Perhaps they hadn’t arrived as Queen fans, per se, but certainly they left feeling that way.
And so, for your viewing pleasure, I bring you QUEEN at LIVE AID –
My thanks to Astrolux777 for posting this for all of us to enjoy.
On July 13th, 1985, the music world made history with a multi-continental concert aired live on televisions around the world. Famous and beloved musicians from that time entertained us with hours of music in the hope of bringing us together for one vital cause – to end starvation in Ethiopia. A valiant cause, a cause we still need to tend to today.
The musicians were at the top of their game that day and the world was enthralled. The concert, LIVE AID, is still discussed with admiration and nostalgia. Of all the amazing talent on stage that day, one band’s performance has been called “bloody brilliant”, “a one-off”, “the greatest live show of all time”. That band is Queen, with Freddie Mercury’s high energy and enthusiasm leading the way.
Announced to a huge live audience of not-only Queen fans, the band took the stage, with Freddie prancing directly front and center to soak in the adulation. His high-energy performance was amusing, entertaining and inspiring. His wide vocal range, playfulness, and timeless hit songs showed the world just what this man was made of, how deep his drive was and how versatile he could be.
It’s hard to look at his performance from that day and realize the man was dying.
Infected with HIV at a time when HIV and AIDS had not yet revealed their horrible secrets, Freddie Mercury started to wither away. A super-charged musical genius with the determination to go on, recorded songs until just weeks before his death. Between takes, he’d down shots of vodka to dull the unbearable pain. He’d have to rest several times during one song. And soon, at home, this man who energetically covered every inch of stage during every live performance had to be carried up a flight of stairs so he could rest in bed.
On November 23rd, 1991, Freddie announced to the world that rumors were correct. He had AIDS. The next day, well after having made a decision to stop taking medication that merely kept him alive but did not help ease the pain or subdue the devastating disease ravaging his body, Freddie Mercury died of AIDS-related pneumonia.

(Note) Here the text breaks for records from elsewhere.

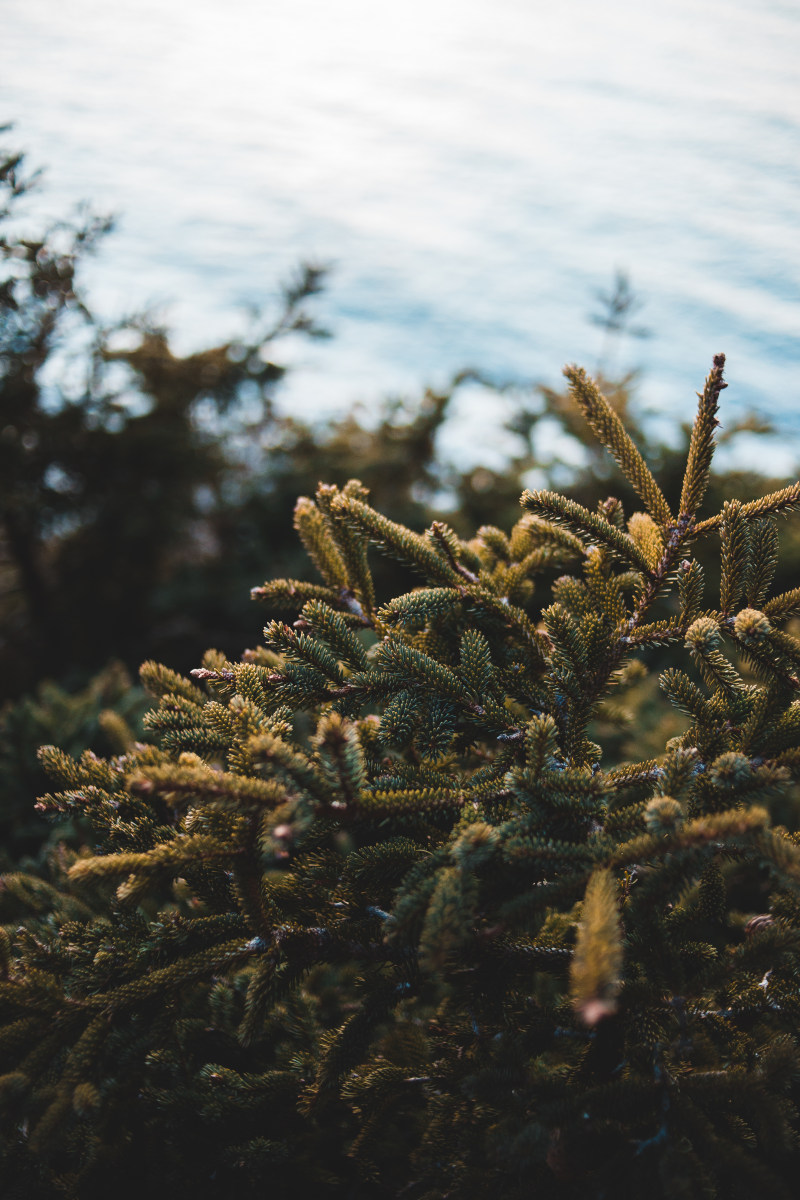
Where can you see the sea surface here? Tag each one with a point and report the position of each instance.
(475, 171)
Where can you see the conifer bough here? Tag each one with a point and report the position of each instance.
(382, 910)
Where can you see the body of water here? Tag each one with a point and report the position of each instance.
(474, 169)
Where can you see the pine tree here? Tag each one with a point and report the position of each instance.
(385, 913)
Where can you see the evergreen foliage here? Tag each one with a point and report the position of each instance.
(385, 910)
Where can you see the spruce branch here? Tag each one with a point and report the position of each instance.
(782, 502)
(701, 449)
(612, 433)
(558, 510)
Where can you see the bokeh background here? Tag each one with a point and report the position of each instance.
(480, 191)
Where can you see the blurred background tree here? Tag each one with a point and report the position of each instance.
(143, 493)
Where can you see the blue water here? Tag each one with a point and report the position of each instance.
(474, 168)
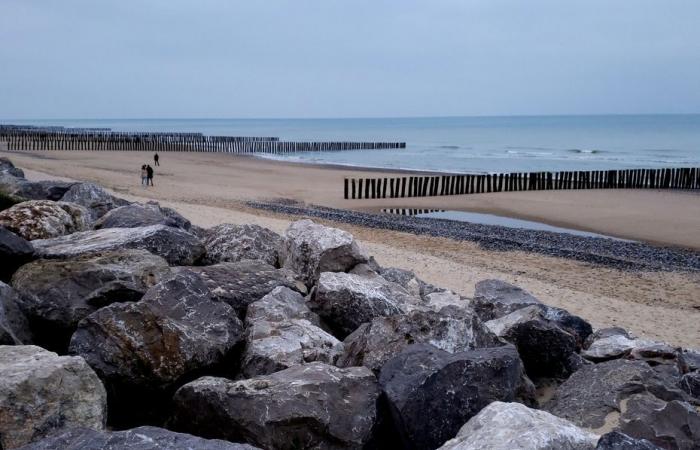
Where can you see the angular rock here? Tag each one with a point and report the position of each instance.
(309, 249)
(345, 301)
(241, 283)
(41, 392)
(232, 243)
(139, 215)
(14, 328)
(512, 426)
(672, 424)
(281, 333)
(452, 330)
(177, 246)
(310, 406)
(141, 438)
(495, 298)
(620, 441)
(14, 252)
(94, 198)
(57, 294)
(143, 350)
(431, 393)
(44, 219)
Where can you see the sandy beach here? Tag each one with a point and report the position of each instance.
(210, 189)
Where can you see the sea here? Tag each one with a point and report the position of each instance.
(463, 144)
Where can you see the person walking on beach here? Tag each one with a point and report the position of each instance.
(149, 175)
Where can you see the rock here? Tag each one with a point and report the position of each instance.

Seventeen years later, this dreadful disease is still destroying lives. The lives of the famous, the lives of the everyday folk, men, women, and children from all nations, of all religions, of all races are being infected and dying.
Yes. We’ve made advances. But the disease is still active. The disease is still being spread. The disease is still strong enough to fight off all attempts to kill it.
Today is World AIDS Day. A day for the world to join together and face the fact this disease is not going away on it’s own. It’s up to us to raise awareness. It’s up to us to show tolerance. It’s up to us to educate those who are still confused as to how this disease is spread.
In 1985, the year of Live Aid, the very first HIV antibody test became available. Since then, we’ve been able to extend the lives of those living with HIV. Medicine has been able to keep ‘full-blown AIDS’ at bay for many. But, in 1991, the year Freddie Mercury died, 10 million people worldwide were living with HIV. Today, despite all efforts to educate and eradicate, an estimated 33 million people now are living with the disease.
It’s time to stop the madness. It’s time to practice safe-sex. It’s time to talk to your kids. It’s time to get real and face this epidemic head-on.
It’s time to learn more.
It’s time to raise our voices, silence this disease and be proud of the world we created.